Nachdem wir uns von der beeindruckenden Schönheit des Tempels inspirieren lassen haben, ging es weiter zum Abendessen. Auf dem Weg dorthin hatten wir noch die Gelegenheit, mit einem alten japanischen Pärchen ein paar Worte auszutauschen.
Der Mann hatte erzählt, dass er ein paar Jahre in Heidelberg studiert hat und konnte sogar noch ein paar Brocken Deutsch. Wir berichteten auf Nachfrage ein wenig von unserer Reise. Das Gespräch war sehr nett und wir verabschiedeten uns herzlich.
Zum Abendessen ging es in ein lokales Restaurant der Stadt. Wir haben uns entschieden, nicht den direkten Weg zur Unterkunft zu nutzen, da Volker und ich noch ein Onsen besuchen wollten.
Das Restaurant hatte einen traditionellen Flair und welcher sich jedoch trotzdem modern angefühlt hat.Das Essen war schmackhaft. Allerdings musste Kevin, nachdem wir unser Essen schon erhalten haben, zu seinem Bedauern erfahren, dass sein Gericht alle war. Für ihn gab es dann noch rohes Rindfleisch mit einem Wasabitopping. Das Fleisch war unfassbar zart und die Soße sehr scharf, aber dennoch lecker. Da es schon recht spät war, sind Volker und ich frühzeitig losgegangen, da wir noch etwas von dem Onsen haben wollten. Von da an hat sich unsere Gruppe getrennt. Kevin und Felix sind in die Unterkunft und Volker und ich sind zum Onsen aufgebrochen.

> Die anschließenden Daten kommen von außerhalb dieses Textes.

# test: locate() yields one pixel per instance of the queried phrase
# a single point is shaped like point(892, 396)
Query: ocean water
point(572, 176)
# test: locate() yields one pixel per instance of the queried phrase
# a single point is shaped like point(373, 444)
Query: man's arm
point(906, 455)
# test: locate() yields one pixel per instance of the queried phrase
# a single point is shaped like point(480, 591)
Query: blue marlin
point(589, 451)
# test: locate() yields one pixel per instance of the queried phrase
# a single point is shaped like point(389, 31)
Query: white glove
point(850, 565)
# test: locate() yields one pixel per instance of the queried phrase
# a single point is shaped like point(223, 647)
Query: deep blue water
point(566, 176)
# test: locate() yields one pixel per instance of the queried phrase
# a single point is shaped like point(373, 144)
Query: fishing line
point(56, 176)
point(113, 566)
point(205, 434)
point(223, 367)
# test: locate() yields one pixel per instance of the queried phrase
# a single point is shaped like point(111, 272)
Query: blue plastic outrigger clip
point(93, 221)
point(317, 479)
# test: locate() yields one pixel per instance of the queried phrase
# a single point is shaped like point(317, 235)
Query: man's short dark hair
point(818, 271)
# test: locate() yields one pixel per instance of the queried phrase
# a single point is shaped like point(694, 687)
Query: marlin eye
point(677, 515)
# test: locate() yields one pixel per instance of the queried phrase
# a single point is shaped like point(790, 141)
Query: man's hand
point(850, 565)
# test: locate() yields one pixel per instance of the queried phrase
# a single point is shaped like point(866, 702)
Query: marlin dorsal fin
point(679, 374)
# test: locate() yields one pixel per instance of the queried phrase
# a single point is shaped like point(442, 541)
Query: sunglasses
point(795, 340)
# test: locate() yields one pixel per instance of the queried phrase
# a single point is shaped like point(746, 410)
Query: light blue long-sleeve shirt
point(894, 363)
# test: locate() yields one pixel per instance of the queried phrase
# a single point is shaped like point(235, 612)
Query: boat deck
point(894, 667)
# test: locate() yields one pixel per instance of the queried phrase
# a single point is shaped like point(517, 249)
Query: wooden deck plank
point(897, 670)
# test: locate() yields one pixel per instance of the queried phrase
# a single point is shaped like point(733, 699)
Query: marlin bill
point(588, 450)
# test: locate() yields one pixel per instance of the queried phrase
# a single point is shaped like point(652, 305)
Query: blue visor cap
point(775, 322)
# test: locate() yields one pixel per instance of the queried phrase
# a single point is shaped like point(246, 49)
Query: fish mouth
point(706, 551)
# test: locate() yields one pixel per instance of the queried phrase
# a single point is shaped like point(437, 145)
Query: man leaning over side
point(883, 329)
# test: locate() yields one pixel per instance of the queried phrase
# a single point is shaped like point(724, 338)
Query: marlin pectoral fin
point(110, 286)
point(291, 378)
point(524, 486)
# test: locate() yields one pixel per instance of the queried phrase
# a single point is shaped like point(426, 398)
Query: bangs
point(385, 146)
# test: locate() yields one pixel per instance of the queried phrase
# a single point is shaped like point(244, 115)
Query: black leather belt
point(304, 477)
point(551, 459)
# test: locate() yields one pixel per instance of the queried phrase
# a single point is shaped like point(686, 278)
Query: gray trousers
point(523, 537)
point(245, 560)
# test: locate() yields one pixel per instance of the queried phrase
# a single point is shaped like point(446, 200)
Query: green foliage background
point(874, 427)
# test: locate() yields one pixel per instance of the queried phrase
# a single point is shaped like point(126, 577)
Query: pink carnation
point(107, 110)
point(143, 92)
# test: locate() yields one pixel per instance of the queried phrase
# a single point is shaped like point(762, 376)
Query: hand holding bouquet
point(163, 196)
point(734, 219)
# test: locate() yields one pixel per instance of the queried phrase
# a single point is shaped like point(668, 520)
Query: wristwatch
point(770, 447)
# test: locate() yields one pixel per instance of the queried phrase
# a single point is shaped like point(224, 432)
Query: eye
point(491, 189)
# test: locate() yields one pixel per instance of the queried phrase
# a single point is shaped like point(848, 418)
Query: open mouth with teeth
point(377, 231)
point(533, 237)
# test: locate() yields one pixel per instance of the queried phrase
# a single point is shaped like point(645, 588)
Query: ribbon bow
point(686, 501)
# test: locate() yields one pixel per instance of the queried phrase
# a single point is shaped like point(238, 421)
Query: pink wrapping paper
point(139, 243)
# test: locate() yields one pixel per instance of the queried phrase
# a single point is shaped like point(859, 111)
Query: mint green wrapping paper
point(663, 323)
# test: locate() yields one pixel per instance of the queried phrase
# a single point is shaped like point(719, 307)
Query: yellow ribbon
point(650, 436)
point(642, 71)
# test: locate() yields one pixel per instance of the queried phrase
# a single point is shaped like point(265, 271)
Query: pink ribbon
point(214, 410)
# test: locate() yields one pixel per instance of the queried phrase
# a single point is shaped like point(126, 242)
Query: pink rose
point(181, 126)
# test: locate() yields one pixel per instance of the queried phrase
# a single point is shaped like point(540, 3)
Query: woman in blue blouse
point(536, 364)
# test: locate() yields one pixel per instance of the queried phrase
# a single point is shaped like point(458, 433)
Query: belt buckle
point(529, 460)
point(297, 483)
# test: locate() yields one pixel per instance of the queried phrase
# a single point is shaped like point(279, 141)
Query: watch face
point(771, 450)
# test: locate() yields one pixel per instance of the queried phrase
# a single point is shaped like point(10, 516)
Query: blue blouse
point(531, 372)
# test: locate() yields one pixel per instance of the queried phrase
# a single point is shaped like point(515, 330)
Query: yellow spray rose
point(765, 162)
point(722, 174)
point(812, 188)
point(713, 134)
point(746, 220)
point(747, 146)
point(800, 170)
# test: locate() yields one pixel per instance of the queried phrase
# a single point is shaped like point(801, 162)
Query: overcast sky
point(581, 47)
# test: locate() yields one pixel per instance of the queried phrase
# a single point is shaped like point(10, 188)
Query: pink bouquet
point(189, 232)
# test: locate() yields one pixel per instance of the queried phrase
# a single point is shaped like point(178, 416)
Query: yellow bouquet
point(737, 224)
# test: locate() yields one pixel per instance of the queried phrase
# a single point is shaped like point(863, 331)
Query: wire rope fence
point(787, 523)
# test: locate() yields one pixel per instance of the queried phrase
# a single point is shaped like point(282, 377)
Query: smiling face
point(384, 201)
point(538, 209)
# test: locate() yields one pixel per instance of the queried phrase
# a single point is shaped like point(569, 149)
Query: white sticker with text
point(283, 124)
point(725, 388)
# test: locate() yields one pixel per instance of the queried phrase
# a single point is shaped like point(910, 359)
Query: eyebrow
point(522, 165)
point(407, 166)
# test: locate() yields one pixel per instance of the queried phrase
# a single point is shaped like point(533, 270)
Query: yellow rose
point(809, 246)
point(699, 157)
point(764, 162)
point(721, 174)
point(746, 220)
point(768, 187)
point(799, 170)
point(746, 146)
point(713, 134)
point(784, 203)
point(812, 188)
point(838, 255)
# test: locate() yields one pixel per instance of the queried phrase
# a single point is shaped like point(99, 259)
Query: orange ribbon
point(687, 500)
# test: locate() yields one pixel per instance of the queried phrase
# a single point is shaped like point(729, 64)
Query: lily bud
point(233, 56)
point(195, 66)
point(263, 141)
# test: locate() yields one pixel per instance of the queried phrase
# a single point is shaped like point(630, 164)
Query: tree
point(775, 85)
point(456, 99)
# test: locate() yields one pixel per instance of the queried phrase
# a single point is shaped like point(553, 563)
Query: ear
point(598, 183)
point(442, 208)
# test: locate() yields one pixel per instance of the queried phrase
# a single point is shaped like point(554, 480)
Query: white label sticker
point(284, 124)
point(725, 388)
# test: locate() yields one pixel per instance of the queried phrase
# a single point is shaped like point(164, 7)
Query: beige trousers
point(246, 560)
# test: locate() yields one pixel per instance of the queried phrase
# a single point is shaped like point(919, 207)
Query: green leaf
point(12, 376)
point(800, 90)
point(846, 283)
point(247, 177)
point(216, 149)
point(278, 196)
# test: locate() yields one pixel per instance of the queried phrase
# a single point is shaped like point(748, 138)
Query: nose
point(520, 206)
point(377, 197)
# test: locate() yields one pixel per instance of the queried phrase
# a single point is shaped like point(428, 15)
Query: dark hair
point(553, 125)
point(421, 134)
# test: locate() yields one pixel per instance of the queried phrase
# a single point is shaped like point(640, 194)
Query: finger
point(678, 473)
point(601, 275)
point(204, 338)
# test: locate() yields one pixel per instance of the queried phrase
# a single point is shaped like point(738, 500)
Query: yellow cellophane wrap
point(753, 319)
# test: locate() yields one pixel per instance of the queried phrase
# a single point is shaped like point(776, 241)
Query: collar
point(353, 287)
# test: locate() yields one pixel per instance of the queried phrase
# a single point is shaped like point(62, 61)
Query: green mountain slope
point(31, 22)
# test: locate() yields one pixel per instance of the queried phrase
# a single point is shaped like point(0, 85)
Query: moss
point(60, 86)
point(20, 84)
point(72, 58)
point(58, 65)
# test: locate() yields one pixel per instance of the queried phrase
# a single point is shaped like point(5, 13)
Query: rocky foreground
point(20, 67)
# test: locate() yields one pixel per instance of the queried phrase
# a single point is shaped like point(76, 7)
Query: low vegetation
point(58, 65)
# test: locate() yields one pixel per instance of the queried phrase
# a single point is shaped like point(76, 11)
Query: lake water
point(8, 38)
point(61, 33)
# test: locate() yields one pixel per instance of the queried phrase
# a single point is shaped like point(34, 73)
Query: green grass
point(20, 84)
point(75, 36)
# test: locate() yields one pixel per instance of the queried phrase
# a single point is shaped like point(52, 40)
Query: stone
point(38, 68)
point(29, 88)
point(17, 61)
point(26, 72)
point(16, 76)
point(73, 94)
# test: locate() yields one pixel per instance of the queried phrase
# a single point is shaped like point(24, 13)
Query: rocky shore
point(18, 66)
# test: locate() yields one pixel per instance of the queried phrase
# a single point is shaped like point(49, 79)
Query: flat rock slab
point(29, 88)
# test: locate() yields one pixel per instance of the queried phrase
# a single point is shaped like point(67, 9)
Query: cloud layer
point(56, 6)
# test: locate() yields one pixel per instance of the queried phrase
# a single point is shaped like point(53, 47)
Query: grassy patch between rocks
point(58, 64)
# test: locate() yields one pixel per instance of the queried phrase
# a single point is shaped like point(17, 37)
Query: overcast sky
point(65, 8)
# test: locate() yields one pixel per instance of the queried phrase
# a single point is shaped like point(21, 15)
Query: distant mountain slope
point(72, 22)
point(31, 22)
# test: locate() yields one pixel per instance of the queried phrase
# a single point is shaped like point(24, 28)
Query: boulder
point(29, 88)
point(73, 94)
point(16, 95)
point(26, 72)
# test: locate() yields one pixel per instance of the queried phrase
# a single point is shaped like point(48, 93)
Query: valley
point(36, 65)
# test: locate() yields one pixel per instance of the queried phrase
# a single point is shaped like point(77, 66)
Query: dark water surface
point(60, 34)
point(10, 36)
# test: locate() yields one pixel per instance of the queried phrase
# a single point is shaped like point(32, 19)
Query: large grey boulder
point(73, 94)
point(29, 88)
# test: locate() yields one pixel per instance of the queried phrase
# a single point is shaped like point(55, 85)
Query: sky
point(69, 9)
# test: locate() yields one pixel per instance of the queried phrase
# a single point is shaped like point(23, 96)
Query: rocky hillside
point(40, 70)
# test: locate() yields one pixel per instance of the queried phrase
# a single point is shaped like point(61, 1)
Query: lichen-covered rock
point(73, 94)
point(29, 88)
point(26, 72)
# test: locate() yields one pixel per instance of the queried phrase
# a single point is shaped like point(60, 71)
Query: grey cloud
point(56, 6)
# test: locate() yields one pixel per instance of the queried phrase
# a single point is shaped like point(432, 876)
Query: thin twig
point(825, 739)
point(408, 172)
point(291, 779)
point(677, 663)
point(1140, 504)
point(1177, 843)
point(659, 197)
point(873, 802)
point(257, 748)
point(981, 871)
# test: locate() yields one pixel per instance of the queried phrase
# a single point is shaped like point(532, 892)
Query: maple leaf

Im Onsen angekommen wussten wir zum Glück schon wie alles läuft. Wir sind direkt zum Automaten, haben unsere Eintrittskarten geholt und dann ging es auch schon hinein. Glücklicherweise war dieser Onsen wesentlich schöner eingerichtet und war Schimmel-frei. Es gab hier auch mehrere Becken und eine Sauna – natürlich wieder mit TV. Hier haben wir es uns richtig gut gehen lassen. In dem Außenbecken haben ein paar ältere japanische Herrschaften anscheinend ein sehr interessantes Gespräch geführt. Es kamen immer mal ein paar andere dazu und haben sich beteiligt. An diesem Punkt haben wir uns mal wieder geärgert, dass wir nicht wirklich Japanisch konnten. Aber sei es drum…
Nach dem entspannten Onsengang ging es für uns dann auch zur Unterkunft. Dort haben wir uns dann noch um die restliche Wäsche gekümmert und die letzten Biere im Kühlschrank vernichtet. Danach ging es ins Bett. Es war mal wieder ein ereignisreicher Tag, welcher hinter uns lag.